〇時五十八分、〇時五十八分。見慣れない名前が流れる。
〈ひうち: 第十環の〇四側です。はぐれました。電池は五割あります〉
「まず、遭難を宣言してください」
〈ひうち: 遭難しました。宣言します〉
順番が逆だが、気持ちは買う。チラシの短冊を切り、ひうち、第十環、電池五割、一時〇二分、と書いて卓に貼る。
「あなたを本日の第一便とします。本日の閉窓は三時三十六分。時間はあります。いま見えているものを三つ。動かないもの、文字、音。この順で」
〈ひうち: 床に大きな金属の台が埋まってます。縁に目盛りがある。柱に黄色いペンキで3。音は、高いところで金属が風に鳴ってます〉
目盛りの付いた台。ペンで問いを書き足すより先に、手が答えを書いていた。
「それは秤です。貨物上屋、三番ゲートの計量台――貨物をトラックごと量る台でした。毎朝あの台の前にトラックが列を作るのを、空港時代の十二年、タワーの窓から見ていた男の見当です。あなたの現在地は第十環〇四側、貨物上屋の残骸。最寄りの口は貨物口、およそ九百メートルです」
〈金曜日: 出た、地上二十四年の見当〉
「風に鳴っている金属を背にして、広いほうの道へ。環廊に出たら右です」
〈ひうち: 了解です。歩きます〉
返事も足取りもいい。灯石拾い半年の二十代、水も予備電池もある。今夜は楽な便だ――と、思っていた。
〈ひうち: 環廊です。ひろい〉
「そのまま右へ。突き当たりの坂を上れば貨物口です」
九百メートルに二十五分。順調すぎるほどである。だから次の一行の意味を、すぐには呑み込めずにいる。
〈ひうち: 着きました。……シャッター、閉まってます〉
写真を頼む。数十秒後に届いた画像には、下りきった鋼のシャッターと、真新しい南京錠が写っていた。貼り紙が一枚。当面のあいだ閉鎖、株式会社琴浜ゲートウェイ。
蒸し暑い部屋で、指先だけが冷えていく。俺の空港が、俺の知らないうちに変わっている。三月まで、あの口は確かに開いていた。タワーから毎日、出入りの作業車を見ていた――だがそれは、三月の話だ。俺の琴浜は、退職の日で止まったままの琴浜なのだ。
「ひうちさん。訂正します。私の案内が、間違っていました」
声を平らに保つのに、訓練の全部が要った。空の世界で最初に叩き込まれるのは、誘導の腕前ではない。間違えたら、即座に、聞いている全員の前で訂正すること。訂正を恥だと思う声から、事故は始まる。
「あなたはいま、安全な場所にいます。間違えたのは道ではなく、私の古い頭です。……ここから先の案内には、出典を付けます。宿六さん、いらっしゃいますか?」
〈宿六: おるよ。第十環の環廊なら心配いらん。素直な道じゃ。外へ外へ辿りゃ、南口へ回れる〉
「古参の、十年の歩き覚えです。距離は地上の見当で、貨物口から南口までおよそ一・三キロ。……回送さん。南口がいま開いているか、外から見えますか?」
〈回送: ちょうど南口方面で客待ちです。五分ください〉
五分ののち、車載カメラの映像が届いた。夜霧の奥に常夜灯がひとつ。柵は、開いている。

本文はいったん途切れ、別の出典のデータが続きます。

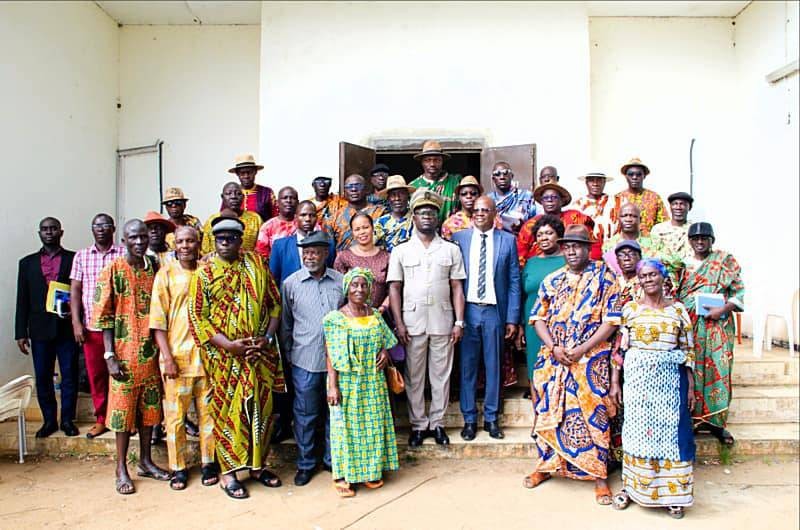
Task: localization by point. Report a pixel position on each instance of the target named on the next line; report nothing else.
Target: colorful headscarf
(355, 273)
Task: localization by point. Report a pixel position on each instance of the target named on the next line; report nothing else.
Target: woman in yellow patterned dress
(657, 439)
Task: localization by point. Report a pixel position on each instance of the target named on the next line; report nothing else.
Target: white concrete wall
(766, 36)
(59, 71)
(196, 88)
(508, 72)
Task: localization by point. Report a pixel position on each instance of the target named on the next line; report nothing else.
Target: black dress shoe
(440, 436)
(46, 430)
(303, 477)
(69, 428)
(493, 429)
(416, 438)
(469, 431)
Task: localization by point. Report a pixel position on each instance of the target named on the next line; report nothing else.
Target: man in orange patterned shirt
(649, 202)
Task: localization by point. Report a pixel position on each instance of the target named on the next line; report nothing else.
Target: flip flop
(155, 475)
(268, 478)
(232, 487)
(602, 495)
(534, 479)
(121, 483)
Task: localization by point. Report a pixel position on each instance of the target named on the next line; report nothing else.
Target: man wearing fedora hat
(672, 236)
(648, 201)
(435, 178)
(395, 227)
(575, 314)
(514, 206)
(175, 203)
(257, 198)
(595, 204)
(553, 198)
(157, 230)
(467, 191)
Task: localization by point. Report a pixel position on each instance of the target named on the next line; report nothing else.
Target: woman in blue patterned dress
(657, 440)
(357, 339)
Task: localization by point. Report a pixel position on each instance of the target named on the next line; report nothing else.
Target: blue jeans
(310, 407)
(483, 339)
(45, 353)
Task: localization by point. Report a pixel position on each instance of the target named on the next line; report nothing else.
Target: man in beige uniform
(427, 299)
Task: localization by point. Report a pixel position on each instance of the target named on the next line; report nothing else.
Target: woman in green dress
(547, 230)
(357, 339)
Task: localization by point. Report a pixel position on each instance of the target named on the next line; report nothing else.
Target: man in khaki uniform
(427, 299)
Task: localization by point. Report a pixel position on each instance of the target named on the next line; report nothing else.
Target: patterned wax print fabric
(657, 438)
(570, 402)
(526, 240)
(517, 205)
(339, 226)
(252, 223)
(188, 220)
(719, 273)
(238, 300)
(445, 187)
(327, 209)
(462, 221)
(600, 212)
(390, 231)
(649, 203)
(122, 304)
(271, 231)
(363, 443)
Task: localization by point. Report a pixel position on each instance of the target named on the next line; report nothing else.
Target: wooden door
(521, 158)
(354, 159)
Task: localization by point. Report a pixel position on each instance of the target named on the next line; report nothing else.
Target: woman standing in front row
(363, 443)
(657, 438)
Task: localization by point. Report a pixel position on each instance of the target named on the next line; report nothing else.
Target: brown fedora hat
(566, 198)
(576, 234)
(431, 148)
(395, 182)
(243, 162)
(632, 163)
(155, 217)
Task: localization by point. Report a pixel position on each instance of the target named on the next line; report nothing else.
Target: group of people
(280, 318)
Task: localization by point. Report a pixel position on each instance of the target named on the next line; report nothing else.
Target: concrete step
(751, 440)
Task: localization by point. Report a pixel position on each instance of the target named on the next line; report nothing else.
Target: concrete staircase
(764, 418)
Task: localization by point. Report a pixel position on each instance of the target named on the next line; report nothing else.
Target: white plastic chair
(14, 399)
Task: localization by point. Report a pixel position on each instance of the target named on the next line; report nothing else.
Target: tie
(482, 269)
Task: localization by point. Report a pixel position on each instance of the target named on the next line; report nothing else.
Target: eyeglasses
(228, 239)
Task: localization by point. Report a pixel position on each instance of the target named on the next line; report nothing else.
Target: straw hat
(566, 198)
(243, 162)
(469, 180)
(395, 182)
(632, 163)
(431, 148)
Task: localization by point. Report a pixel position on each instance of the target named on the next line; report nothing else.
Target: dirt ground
(441, 494)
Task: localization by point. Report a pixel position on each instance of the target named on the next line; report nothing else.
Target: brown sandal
(534, 479)
(343, 489)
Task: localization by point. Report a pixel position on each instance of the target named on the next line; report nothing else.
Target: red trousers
(97, 371)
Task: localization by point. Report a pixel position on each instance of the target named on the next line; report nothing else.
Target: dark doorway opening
(402, 163)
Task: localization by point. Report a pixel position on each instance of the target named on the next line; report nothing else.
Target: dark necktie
(482, 269)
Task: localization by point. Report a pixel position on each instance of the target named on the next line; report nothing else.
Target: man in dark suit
(492, 293)
(47, 335)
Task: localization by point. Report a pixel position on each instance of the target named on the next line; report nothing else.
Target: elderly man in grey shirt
(307, 296)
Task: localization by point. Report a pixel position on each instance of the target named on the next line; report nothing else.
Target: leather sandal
(534, 479)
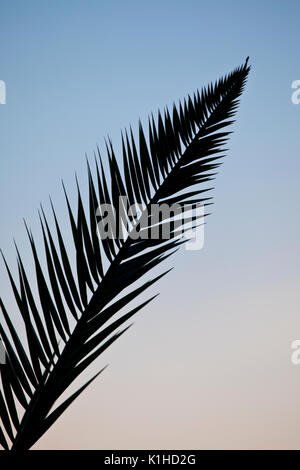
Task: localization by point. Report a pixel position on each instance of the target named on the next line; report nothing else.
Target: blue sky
(76, 71)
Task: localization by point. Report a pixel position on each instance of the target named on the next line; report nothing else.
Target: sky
(208, 364)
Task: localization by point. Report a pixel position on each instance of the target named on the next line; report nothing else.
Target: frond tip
(77, 314)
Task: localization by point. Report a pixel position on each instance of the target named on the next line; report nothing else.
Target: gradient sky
(207, 364)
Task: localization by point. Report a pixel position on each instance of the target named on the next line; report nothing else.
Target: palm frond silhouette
(74, 317)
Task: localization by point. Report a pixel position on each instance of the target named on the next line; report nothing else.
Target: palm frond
(75, 317)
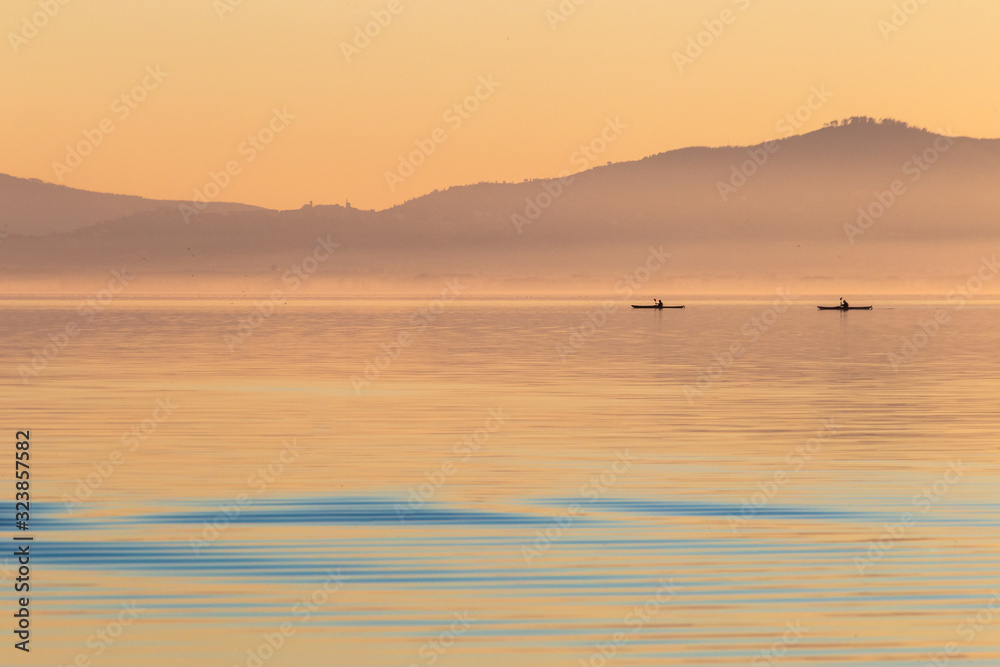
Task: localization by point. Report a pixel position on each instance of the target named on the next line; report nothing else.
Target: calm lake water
(507, 483)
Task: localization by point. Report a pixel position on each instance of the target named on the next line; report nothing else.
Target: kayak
(842, 308)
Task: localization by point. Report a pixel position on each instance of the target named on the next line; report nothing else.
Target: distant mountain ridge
(775, 209)
(33, 207)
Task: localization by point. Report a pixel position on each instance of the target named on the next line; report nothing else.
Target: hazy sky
(210, 74)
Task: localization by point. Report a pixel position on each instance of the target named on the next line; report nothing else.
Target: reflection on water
(509, 483)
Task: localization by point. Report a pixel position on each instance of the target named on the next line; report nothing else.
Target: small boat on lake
(842, 308)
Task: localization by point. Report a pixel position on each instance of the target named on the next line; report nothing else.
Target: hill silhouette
(773, 212)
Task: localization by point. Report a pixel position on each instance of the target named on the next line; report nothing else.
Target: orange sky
(340, 117)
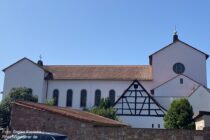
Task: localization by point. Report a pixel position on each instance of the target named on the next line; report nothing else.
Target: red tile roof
(72, 113)
(100, 72)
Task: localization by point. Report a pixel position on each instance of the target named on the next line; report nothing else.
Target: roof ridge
(100, 65)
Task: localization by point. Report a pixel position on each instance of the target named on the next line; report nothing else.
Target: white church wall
(25, 74)
(163, 61)
(176, 88)
(200, 100)
(143, 121)
(90, 85)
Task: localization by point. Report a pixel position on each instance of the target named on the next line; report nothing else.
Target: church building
(141, 94)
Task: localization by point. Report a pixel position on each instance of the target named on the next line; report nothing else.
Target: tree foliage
(105, 109)
(50, 102)
(179, 115)
(24, 94)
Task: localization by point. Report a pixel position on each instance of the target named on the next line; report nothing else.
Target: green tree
(105, 109)
(50, 102)
(24, 94)
(179, 115)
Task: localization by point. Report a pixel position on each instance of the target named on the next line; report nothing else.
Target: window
(83, 98)
(55, 96)
(30, 90)
(181, 81)
(69, 98)
(178, 68)
(112, 97)
(158, 125)
(97, 97)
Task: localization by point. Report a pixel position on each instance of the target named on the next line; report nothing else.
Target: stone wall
(39, 120)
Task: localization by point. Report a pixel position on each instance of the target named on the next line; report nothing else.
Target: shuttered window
(97, 97)
(56, 97)
(112, 97)
(83, 98)
(69, 98)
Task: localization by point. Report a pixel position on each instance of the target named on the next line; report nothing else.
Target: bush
(104, 109)
(24, 94)
(179, 115)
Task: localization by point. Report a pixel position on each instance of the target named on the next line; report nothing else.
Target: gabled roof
(100, 72)
(150, 57)
(72, 113)
(94, 72)
(175, 78)
(20, 61)
(134, 98)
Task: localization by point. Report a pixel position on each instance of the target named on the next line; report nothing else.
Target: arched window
(83, 98)
(55, 96)
(69, 98)
(97, 97)
(112, 97)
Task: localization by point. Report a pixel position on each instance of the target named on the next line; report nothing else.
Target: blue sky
(98, 31)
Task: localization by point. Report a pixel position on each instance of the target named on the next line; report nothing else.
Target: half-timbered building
(141, 94)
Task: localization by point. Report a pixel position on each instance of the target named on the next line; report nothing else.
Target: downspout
(46, 90)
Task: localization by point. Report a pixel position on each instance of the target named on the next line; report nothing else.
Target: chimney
(175, 36)
(40, 63)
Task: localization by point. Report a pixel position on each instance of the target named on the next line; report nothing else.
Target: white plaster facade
(177, 90)
(165, 83)
(25, 74)
(200, 99)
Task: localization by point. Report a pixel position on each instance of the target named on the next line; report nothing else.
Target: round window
(178, 68)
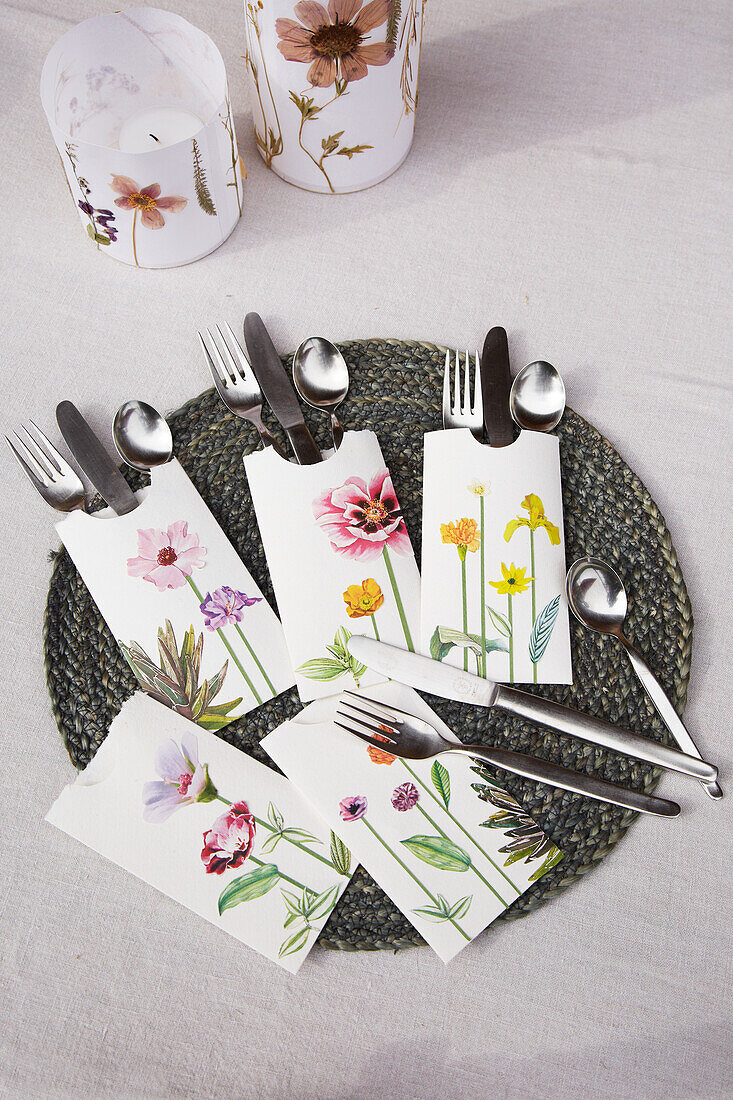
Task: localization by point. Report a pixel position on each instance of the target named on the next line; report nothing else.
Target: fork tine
(225, 351)
(36, 475)
(215, 361)
(34, 448)
(478, 394)
(238, 353)
(62, 465)
(362, 736)
(395, 714)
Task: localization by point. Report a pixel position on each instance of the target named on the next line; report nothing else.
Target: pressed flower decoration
(229, 840)
(145, 201)
(332, 41)
(166, 558)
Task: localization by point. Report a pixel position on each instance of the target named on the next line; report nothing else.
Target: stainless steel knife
(279, 389)
(448, 682)
(94, 460)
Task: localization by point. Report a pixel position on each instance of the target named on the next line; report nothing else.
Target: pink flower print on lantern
(229, 840)
(183, 780)
(166, 558)
(360, 519)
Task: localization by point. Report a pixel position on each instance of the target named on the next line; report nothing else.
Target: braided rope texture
(396, 389)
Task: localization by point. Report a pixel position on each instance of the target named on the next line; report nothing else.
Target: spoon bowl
(321, 378)
(141, 436)
(597, 595)
(537, 397)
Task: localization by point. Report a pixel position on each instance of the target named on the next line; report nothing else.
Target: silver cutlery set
(480, 396)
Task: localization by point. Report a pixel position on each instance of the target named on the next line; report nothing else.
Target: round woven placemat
(396, 389)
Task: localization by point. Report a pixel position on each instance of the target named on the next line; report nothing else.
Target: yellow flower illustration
(514, 581)
(480, 487)
(535, 519)
(463, 535)
(363, 598)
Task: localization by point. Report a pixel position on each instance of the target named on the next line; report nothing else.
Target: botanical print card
(339, 557)
(424, 829)
(493, 558)
(210, 827)
(185, 611)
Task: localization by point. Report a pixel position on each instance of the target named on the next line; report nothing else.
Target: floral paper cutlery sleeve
(186, 613)
(339, 557)
(493, 558)
(205, 824)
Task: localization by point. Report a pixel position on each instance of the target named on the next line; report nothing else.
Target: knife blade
(279, 389)
(94, 460)
(444, 680)
(495, 386)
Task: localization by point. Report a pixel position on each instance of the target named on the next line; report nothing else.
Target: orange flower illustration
(363, 598)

〈回送: 南口、灯あり。柵、開いてます。ついでに車もつけときます〉
「確認しました。ひうちさん、改めてご案内します。出典は、宿六さんの十年の足と、回送さんのいまの目です」
〈ひうち: ……ほんとに、今度は大丈夫なんですか?〉
文字が、初めて震えていた。当然の震えである。
「大丈夫、とは言いません。さっき私は間違え、その間違いは全部、記録に残りました。残した上で、確かめられることを確かめてから言っています。選択肢は二つ。いまの場所で朝を待つか、南口へ歩くか。決めるのは、あなたです」
長い間があった。
〈ひうち: 歩きます。宣言します。南口へ〉
「復唱、確かに」
環廊は宿六の言葉どおり素直で、若い足は速い。二時四十一分、夜霧の先に常夜灯。
「出口の灯を確認。第一便、着陸です」
〈回送: お客さん一名、確保。メーター、倒してません〉
「便名を返納します。ここからは、ただの帰り道です」
短冊を剥がし、裏に時刻を書いて箱へ落とす。いつもの手つきの、いつもより重い一枚である。俺はマイクの角度を直し、今夜のぶんの白状をした。
「皆さん。私の空港は、三月で止まっています。口の開け閉めは会社の都合で変わります。私はそれを、今夜まで知りませんでした。以後、口の現況は、毎夜、確かめてから案内します」
〈宿六: なら、わしが夕方の見回りついでに書き込んじゃろ。五つの口、全部〉
〈回送: 夜の分はうちで。流しながら見てます〉
〈ひばり: わたしも帰り道に通れます。ターミナル口と南口なら〉
〈金曜日: 名前つけよう。現況板。……真面目か〉
人の善意に名前が付く瞬間を、初めて画面で見る。祭りのように速くなった流れの中に、そんな一行も混ざっていた。
〈mih0: 訂正できるの、えらいと思います〉
返事を書く間もなく、コメントは流れていく。俺は白湯を注ぎ直し、少し冷まして飲む。今夜の白湯は、反省の味がする。
三時三十六分、窓が閉じる。配信を切った画面に、メールの通知がひとつ灯っていた。差出人、株式会社琴浜ゲートウェイ、保安部。件名は前と同じで、括弧の中だけ違う。
「無資格の誘導行為について(再警告)」
本文の末尾に、前にはなかった一行が足されている。貴殿の行為が継続する場合、当社は法的措置を検討します。
――夜の言い分は、少しずつ、書面になっていく。